# Unzipped



## gears of gore (Aug 4, 2010)

This is me at FrightFest, I didn't do the makeup but I wanted to share with you guys.


----------



## Frankie's Girl (Aug 27, 2007)

Oh that is wicked awesome! 
Super effect and very creative... bet you had lots of people staring at you!


----------



## gears of gore (Aug 4, 2010)

Haha yeah since it was the first try at that effect at the park I was talk of the park.


----------



## MHooch (Jun 15, 2007)

Niiiiiice!!!


----------



## Dark Passenger (Aug 22, 2011)

That's killer, I've never seen anything like it before.


----------



## dudeamis (Jul 26, 2010)

wicked awesome


----------



## JordanEDunston7789 (Oct 9, 2011)

Oh that is wicked awesome!It's so ...amazing!!!!!!


----------



## Minshe (Jul 7, 2011)

That is weird I just watched it on you tube before I saw this posting, so I will share the link if anyone is interested in seeing sort of how it was done. It does not show how to do it, but shows at the end of the video the person taking it off so you can get a pretty good idea of how it was put on. It is a slightly different take on the same theme.

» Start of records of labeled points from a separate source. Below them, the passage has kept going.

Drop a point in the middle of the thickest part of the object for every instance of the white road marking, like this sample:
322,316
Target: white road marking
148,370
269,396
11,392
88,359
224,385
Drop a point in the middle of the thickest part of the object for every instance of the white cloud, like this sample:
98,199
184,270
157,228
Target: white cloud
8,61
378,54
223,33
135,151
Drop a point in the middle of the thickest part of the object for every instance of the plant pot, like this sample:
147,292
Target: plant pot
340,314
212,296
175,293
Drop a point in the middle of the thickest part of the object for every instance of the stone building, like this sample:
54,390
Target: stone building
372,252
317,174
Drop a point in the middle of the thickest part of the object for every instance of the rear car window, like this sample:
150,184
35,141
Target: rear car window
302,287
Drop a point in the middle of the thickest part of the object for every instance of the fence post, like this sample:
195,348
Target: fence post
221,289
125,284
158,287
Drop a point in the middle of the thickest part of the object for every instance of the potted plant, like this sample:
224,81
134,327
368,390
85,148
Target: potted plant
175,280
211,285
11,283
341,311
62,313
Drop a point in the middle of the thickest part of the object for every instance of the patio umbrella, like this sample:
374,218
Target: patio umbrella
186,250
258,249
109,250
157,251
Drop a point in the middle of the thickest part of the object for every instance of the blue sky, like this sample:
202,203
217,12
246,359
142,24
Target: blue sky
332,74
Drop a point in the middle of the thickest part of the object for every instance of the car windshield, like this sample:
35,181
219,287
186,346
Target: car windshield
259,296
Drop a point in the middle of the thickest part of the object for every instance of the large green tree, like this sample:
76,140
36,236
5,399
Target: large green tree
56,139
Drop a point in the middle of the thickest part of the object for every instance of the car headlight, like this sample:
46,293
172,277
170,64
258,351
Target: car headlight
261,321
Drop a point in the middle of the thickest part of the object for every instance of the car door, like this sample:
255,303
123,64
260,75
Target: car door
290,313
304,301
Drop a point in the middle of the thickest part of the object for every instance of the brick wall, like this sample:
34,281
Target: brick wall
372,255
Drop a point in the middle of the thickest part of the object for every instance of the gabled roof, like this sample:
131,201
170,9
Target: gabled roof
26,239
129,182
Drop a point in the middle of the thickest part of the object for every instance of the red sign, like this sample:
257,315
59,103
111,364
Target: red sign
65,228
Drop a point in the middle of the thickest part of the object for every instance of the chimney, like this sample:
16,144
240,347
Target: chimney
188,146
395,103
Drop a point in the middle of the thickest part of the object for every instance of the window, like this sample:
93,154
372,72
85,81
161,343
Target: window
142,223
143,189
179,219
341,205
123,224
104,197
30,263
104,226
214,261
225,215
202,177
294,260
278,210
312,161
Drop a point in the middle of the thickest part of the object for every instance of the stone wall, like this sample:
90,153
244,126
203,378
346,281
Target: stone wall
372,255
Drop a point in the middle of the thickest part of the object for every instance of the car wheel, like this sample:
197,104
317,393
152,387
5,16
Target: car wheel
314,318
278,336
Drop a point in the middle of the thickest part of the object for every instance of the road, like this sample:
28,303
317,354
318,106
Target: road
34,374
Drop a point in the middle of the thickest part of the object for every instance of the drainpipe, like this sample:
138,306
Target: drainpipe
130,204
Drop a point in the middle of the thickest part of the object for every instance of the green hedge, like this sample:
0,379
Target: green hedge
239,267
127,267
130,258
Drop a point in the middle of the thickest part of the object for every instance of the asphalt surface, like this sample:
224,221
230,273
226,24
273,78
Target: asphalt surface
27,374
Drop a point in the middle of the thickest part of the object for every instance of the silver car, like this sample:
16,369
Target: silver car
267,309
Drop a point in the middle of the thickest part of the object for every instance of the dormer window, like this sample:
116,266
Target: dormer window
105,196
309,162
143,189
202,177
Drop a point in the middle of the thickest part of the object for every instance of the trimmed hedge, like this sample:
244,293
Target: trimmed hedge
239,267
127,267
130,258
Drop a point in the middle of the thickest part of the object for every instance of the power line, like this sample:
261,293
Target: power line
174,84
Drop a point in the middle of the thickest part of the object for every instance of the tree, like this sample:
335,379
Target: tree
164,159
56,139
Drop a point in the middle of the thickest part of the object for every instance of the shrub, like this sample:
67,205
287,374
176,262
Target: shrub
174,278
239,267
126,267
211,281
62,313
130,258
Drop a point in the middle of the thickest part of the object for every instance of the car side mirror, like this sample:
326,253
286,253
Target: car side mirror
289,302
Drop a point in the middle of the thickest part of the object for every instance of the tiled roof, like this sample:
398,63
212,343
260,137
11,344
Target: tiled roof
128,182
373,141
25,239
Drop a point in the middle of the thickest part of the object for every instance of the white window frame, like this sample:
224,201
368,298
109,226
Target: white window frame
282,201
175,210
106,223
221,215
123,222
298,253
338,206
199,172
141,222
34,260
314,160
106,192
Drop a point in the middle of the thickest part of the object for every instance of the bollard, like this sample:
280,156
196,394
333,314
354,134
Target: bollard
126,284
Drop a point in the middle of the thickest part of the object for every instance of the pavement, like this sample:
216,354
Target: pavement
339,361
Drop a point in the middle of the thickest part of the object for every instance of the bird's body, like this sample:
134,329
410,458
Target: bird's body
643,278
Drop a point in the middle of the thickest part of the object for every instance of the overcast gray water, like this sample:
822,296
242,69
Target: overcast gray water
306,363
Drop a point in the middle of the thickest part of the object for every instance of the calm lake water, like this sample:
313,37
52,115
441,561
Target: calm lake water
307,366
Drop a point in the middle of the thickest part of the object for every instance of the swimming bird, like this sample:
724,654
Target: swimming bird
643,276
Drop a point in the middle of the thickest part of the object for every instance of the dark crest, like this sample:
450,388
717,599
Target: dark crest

http://www.youtube.com/watch?v=7ju9MGtbRu4&feature=related


----------



## gears of gore (Aug 4, 2010)

Yeah mine was basically the same thing, the only difference was that I was painted up a zombie afterwards. Also I had extra liquid latex to cover up the seams of the zipper, tho I do like his contacts a lot.


----------



## joossa (Sep 4, 2010)

So sick, it's awesome! Major props!


----------



## Trinity1 (Sep 5, 2009)

That looks AWESOME!!!


----------



## I love the dead (Sep 2, 2011)

That is crazy sick! Great job!


----------